PepsiCo responds to Pepsi Bottling Group on proposed bottler transaction

June 3, 2009
PepsiCo issued the following statement in response to an announcement by Pepsi Bottling Group:

After careful review and analysis, PepsiCo remains convinced that there are annual synergies of at least $200 million through the consolidation of the two anchor bottlers and PepsiCo. PepsiCo believes there is no justification for the estimates that PBG released today of purported annual synergies of $750 million to $850 million. By way of comparison, PBG previously communicated to PepsiCo that a combination of PBG and PepsiAmericas would generate synergies well below $100 million. PepsiCo made its proposal to acquire its two anchor bottlers because of the need to strategically reshape the business and improve the system''s competitiveness and growth prospects. Critical to that is the need for PepsiCo and its anchor bottlers to continually reinvest to stimulate top-line growth and drive long-term value to customers, consumers and shareholders. PepsiCo has offered a full and fair price for the shares of PBG it does not currently own. Despite PBG''s stock price rising 45% in the 30 trading days prior to PepsiCo''s offer, PepsiCo offered an additional 17% premium to PBG''s shareholders.
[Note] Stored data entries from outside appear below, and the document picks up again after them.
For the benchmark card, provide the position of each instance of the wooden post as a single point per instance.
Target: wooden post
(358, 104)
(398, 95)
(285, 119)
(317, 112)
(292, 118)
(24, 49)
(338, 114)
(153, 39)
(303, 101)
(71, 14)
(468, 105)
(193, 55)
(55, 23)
The offer price was a 69% premium to PBG''s stock price as of 30 trading days prior to the offer, which is well in excess of average premiums for comparable transactions. PepsiCo has a track record of being a disciplined buyer and will maintain that disciplined approach in this transaction. If in the future PepsiCo remains a stockholder in a public PBG, PepsiCo intends to maintain a disciplined stance with regard to the commercial arrangements between PBG and PepsiCo.